BOY TRAPPED

Where the inside of my mind leaks onto the screen.

Thursday, March 13, 2014

TBT: A Lapse in Tradition

Early on in my initiation as a Fife, it was made known to me that my mother-in-law had always made really cool cakes for Kirk and his siblings, and that this was a tradition Kirk would love to continue with our kids.  He even showed me the old, ragged cake book his mom had kept and from which his siblings borrowed cake ideas.

My first step along the road to birthday insanity was to restore this book.  I scanned and colored its pages and produced it in binder form, complete with page protectors to stave off long-term icing stains.  This step happened before I even had a kid of my own for whom to make a cake.

Then the kids came.  And so did the cakes.  I've made some pretty cool ones (the best came after we discarded the old book and just came up with our own ideas).  An iPod complete with fruit roll-up apps.  Adam's recent pirate ship.  Trains, baseballs, a pretty awesome tiger.  From the first cake, I quickly discovered that I really enjoy it.  Truth be told, that's the only reason I am willing to put HOURS and usually about $30 into each cake.

Prior to March 2013, I custom made 16 birthday cakes (8 for A, 5 for X, and 3 for D).  And then a terrible thing happened.

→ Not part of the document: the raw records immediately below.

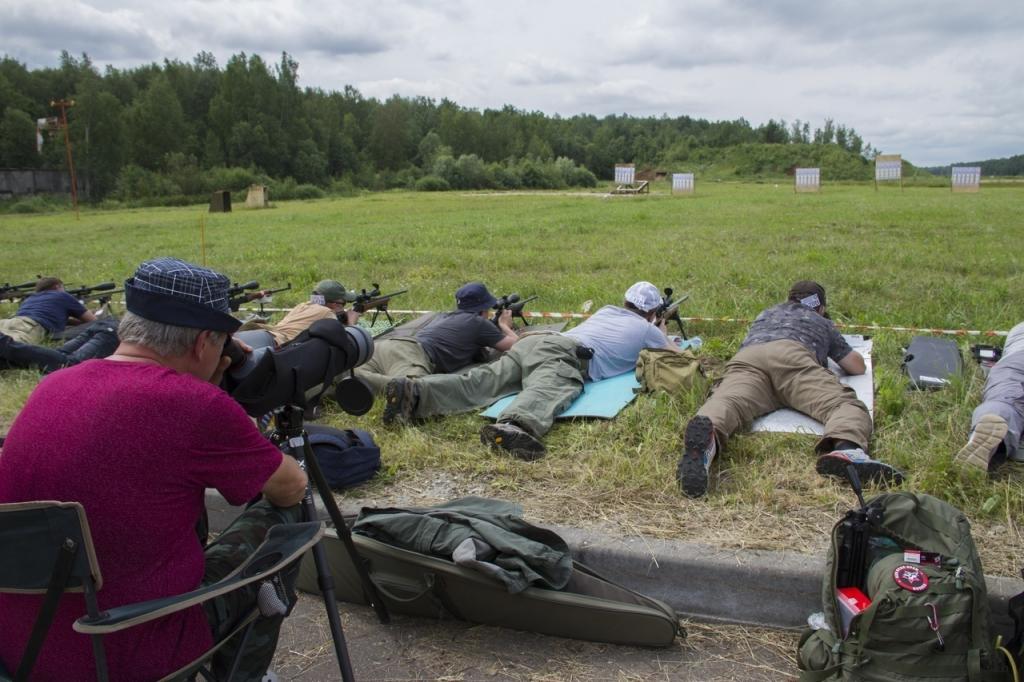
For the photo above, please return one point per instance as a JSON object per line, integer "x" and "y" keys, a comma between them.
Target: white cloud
{"x": 937, "y": 81}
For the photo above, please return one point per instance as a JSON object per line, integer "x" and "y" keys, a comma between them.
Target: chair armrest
{"x": 283, "y": 545}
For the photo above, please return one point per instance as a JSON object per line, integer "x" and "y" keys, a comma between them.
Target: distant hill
{"x": 1008, "y": 166}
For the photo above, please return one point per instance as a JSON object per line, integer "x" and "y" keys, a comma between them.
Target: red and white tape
{"x": 737, "y": 321}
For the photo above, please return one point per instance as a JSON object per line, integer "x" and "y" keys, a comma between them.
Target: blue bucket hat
{"x": 175, "y": 292}
{"x": 474, "y": 297}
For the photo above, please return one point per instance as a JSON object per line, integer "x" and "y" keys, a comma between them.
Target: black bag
{"x": 932, "y": 363}
{"x": 347, "y": 457}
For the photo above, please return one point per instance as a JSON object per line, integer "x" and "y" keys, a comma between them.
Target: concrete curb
{"x": 750, "y": 587}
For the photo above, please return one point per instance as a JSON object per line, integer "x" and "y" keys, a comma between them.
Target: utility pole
{"x": 64, "y": 104}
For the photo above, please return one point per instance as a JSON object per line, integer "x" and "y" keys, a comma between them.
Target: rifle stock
{"x": 374, "y": 299}
{"x": 669, "y": 309}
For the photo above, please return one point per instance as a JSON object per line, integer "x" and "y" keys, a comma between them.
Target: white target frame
{"x": 807, "y": 179}
{"x": 965, "y": 178}
{"x": 683, "y": 183}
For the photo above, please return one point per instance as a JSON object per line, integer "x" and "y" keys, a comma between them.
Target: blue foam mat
{"x": 602, "y": 399}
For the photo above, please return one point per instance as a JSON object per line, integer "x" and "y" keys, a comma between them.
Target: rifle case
{"x": 590, "y": 607}
{"x": 931, "y": 363}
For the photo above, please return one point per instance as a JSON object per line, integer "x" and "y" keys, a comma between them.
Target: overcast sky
{"x": 935, "y": 80}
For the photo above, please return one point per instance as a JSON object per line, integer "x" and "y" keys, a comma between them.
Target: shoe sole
{"x": 393, "y": 395}
{"x": 988, "y": 433}
{"x": 691, "y": 473}
{"x": 517, "y": 444}
{"x": 878, "y": 473}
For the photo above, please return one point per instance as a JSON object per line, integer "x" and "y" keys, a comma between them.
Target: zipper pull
{"x": 933, "y": 623}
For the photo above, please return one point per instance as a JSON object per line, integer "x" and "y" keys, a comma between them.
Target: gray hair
{"x": 166, "y": 340}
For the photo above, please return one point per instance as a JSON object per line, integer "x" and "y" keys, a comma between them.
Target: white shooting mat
{"x": 791, "y": 421}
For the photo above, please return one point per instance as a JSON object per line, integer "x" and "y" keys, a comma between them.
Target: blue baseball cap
{"x": 179, "y": 293}
{"x": 474, "y": 297}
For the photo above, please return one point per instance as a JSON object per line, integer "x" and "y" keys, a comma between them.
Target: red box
{"x": 851, "y": 602}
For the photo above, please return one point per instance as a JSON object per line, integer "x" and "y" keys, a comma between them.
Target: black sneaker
{"x": 693, "y": 465}
{"x": 868, "y": 470}
{"x": 513, "y": 439}
{"x": 400, "y": 396}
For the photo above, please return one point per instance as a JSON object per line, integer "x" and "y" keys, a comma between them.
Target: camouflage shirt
{"x": 793, "y": 322}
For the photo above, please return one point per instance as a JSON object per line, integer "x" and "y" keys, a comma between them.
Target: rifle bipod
{"x": 290, "y": 435}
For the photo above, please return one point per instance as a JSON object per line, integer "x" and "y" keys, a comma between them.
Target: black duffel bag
{"x": 348, "y": 457}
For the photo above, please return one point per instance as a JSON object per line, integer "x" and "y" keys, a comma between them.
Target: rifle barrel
{"x": 376, "y": 300}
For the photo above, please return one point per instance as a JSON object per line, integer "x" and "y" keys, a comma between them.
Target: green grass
{"x": 922, "y": 257}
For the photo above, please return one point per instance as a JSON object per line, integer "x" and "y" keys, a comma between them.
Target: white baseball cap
{"x": 644, "y": 296}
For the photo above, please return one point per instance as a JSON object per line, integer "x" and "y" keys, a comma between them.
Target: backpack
{"x": 928, "y": 616}
{"x": 347, "y": 457}
{"x": 660, "y": 369}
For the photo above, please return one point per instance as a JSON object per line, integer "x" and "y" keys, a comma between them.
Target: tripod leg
{"x": 312, "y": 468}
{"x": 326, "y": 583}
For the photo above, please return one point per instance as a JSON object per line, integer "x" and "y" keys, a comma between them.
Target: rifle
{"x": 852, "y": 557}
{"x": 374, "y": 299}
{"x": 515, "y": 304}
{"x": 237, "y": 288}
{"x": 9, "y": 291}
{"x": 102, "y": 296}
{"x": 263, "y": 296}
{"x": 83, "y": 293}
{"x": 669, "y": 310}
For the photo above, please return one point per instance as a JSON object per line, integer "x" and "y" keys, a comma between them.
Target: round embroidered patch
{"x": 910, "y": 578}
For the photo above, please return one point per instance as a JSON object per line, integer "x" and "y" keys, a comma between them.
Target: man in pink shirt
{"x": 136, "y": 438}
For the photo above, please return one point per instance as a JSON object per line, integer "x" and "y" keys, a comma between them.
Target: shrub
{"x": 38, "y": 204}
{"x": 432, "y": 183}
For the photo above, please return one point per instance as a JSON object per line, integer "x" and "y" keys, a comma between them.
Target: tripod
{"x": 290, "y": 435}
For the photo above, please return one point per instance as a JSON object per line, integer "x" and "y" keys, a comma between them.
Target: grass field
{"x": 922, "y": 257}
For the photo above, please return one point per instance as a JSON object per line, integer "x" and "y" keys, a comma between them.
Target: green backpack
{"x": 913, "y": 557}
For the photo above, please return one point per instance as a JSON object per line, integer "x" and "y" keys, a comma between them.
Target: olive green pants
{"x": 394, "y": 357}
{"x": 766, "y": 377}
{"x": 543, "y": 368}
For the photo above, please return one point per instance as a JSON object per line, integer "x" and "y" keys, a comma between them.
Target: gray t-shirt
{"x": 453, "y": 340}
{"x": 793, "y": 322}
{"x": 617, "y": 336}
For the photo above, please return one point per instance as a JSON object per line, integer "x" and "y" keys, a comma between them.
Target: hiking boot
{"x": 400, "y": 397}
{"x": 698, "y": 443}
{"x": 869, "y": 471}
{"x": 513, "y": 439}
{"x": 986, "y": 437}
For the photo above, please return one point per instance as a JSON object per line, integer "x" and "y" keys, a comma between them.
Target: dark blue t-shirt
{"x": 453, "y": 340}
{"x": 51, "y": 308}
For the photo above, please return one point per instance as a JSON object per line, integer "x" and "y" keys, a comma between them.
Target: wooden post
{"x": 62, "y": 104}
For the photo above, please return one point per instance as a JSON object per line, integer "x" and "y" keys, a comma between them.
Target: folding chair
{"x": 46, "y": 548}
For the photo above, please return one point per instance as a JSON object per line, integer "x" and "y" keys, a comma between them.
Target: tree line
{"x": 181, "y": 128}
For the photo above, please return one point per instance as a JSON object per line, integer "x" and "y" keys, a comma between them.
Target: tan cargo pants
{"x": 24, "y": 330}
{"x": 784, "y": 374}
{"x": 394, "y": 357}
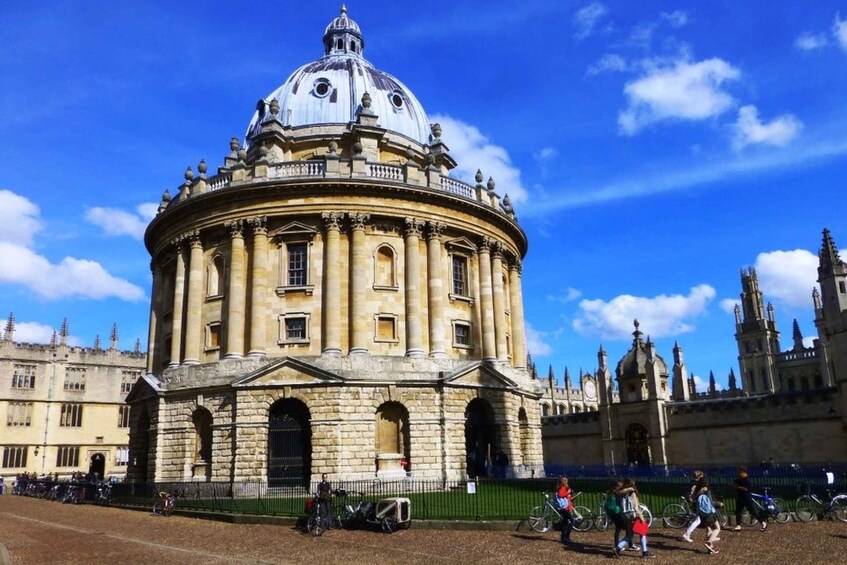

Technically, that terrible thing was called "Student Teaching," but when I think back on it, I mostly just remember all-nighter after all-nighter after all-nighter.  I also remember always being behind on something.  And in the middle of this sleepless nightmare, Alex turned 6.

We planned the party.  We arranged for it to be at Grandma Tess's house, because there was NO way we would find time to have the party and clean the house.  The date loomed closer and closer, and I finally had to make a decision.  

Kill myself to make a cake.

Or

Take Alex to Reams and let him choose a store bought cake.  (Oh, the horror!)

It was a really hard decision.  Far more difficult than a cake should be.  But in over-dramatic Andrea style, I couldn't fathom a lapse in tradition.  All I could see was an end.  That once I served a cake I didn't make that I would never look back, and the days of mom's cakes would be over.

I probably put way too much meaning into these things.  But as a working mom, I tend to cling to the few mom things that I know I hit out of the park.  I may delay family dinner a few times a week.  I may have missed half the baseball season last year because of school.  I may... well, let's just say I'm substandard in a lot of areas.  But I make awesome cakes.  What kind of mom would I be if I gave up on that?

Well, I gave up.  And it was the right choice.  Alex loved his Reams Angry Birds cake.  I didn't die trying to provide something that was probably only important to me.  And though the less-awesome-cake-tradition did continue through D's October (remember, Jekyll & Hyde / new full time work / Dickens Festival) birthday, I proved with Adam's pirate ship that it was only a lapse.  Mom is back!